One possibility for where the bootstrap might still be a better choice for means than the t-distribution for means is in extremely skewed distributions but with larger sample sizes. I went ahead and ran an experiment comparing the T-distribution to bootstrapping with larger sample sizes and the Extreme Left Skew distribution I used above. Here’s my output:
Bootstrap, n=50 hit rate: 0.8991 T-dist, n=50 hit rate: 0.9012 Bootstrap, n=100 hit rate: 0.9153 T-dist, n=100 hit rate: 0.9144 Bootstrap, n=200 hit rate: 0.9234 T-dist, n=200 hit rate: 0.9239 Bootstrap, n=500 hit rate: 0.9459 T-dist, n=500 hit rate: 0.9454
So it seems that the bootstrap works essentially on par with the t-distribution for very skewed distributions with larger sample sizes. And it takes a LOT longer.
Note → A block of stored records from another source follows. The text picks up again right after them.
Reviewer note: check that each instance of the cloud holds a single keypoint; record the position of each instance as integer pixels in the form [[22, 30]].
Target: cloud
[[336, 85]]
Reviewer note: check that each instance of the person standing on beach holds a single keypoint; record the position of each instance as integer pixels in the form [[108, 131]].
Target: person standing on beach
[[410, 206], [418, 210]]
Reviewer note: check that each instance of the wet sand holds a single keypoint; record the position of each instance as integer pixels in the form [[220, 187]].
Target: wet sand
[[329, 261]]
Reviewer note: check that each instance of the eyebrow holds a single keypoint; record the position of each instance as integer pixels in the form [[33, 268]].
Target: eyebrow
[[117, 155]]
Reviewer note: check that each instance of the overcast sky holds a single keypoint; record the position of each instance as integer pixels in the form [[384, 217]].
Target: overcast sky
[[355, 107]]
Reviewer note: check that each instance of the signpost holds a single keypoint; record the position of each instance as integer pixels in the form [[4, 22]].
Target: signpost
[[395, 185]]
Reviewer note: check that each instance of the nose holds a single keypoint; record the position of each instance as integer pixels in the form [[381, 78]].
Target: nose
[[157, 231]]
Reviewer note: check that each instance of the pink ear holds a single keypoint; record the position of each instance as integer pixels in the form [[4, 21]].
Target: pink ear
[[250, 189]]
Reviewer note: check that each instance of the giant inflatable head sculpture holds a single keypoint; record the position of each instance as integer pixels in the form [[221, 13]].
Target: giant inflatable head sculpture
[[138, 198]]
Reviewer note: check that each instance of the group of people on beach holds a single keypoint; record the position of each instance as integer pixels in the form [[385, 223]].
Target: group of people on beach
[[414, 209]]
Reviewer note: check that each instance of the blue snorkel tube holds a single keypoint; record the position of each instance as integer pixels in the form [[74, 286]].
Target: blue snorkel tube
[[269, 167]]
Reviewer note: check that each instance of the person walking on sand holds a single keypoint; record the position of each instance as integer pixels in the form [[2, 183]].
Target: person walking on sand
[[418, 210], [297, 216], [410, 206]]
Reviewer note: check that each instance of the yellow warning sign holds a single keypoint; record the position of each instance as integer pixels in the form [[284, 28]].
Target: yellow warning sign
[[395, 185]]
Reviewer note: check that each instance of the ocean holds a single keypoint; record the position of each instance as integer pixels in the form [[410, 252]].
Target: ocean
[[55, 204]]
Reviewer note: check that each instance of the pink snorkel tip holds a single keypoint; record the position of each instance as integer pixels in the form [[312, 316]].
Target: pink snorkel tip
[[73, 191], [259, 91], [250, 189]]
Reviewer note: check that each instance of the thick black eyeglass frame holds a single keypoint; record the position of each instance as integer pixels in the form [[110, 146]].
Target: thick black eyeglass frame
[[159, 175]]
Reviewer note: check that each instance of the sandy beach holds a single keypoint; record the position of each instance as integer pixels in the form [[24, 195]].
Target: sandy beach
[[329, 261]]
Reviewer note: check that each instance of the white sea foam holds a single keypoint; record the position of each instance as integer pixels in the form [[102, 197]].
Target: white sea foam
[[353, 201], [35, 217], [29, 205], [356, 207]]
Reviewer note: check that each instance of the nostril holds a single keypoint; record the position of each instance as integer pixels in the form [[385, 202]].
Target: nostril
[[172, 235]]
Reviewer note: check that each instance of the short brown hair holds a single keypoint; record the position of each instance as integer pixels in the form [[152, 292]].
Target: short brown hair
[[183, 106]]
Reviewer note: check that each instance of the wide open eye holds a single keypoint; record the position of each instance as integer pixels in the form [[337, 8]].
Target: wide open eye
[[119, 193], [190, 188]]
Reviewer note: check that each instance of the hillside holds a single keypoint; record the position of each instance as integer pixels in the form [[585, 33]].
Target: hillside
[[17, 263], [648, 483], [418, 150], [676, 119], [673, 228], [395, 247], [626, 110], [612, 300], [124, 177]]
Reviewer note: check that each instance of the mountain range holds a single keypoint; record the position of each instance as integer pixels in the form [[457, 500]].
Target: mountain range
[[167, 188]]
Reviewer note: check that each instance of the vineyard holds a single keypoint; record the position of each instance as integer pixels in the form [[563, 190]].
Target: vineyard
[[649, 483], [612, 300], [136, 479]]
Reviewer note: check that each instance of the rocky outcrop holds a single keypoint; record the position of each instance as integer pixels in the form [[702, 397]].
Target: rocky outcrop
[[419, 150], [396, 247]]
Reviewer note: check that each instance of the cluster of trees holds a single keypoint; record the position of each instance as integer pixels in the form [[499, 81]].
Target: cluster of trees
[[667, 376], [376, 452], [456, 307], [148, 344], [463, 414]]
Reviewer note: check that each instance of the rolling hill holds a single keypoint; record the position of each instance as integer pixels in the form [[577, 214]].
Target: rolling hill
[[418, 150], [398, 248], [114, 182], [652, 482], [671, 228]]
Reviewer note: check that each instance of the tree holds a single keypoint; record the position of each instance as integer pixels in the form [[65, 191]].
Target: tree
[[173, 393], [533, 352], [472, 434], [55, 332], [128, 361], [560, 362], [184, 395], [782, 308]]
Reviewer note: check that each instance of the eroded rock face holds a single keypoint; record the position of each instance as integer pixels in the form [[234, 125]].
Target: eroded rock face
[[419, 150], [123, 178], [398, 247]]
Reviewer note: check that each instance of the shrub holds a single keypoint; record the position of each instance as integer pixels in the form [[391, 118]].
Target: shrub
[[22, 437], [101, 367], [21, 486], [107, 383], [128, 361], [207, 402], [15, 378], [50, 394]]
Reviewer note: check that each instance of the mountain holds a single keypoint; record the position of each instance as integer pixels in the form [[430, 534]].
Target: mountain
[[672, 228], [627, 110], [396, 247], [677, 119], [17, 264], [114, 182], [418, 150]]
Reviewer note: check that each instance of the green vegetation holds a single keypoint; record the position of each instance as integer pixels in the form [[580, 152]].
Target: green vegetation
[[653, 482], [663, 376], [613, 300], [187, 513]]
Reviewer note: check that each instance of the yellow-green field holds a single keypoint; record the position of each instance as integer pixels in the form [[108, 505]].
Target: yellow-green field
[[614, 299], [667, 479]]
So…not a great use. Basically, I’m settling on “there’s no real point to bootstrapping CIs for means” at this point, at least using this system to calculate the interval. It doesn’t seem to improve on the t-distribution at any point. My next experiment will involve medians. One shouldn’t technically use a t-distribution to estimate medians, but how well will it work? Obviously for symmetric populations it will work just as well as means, but skewed populations should be more interesting to compare to bootstrapped values.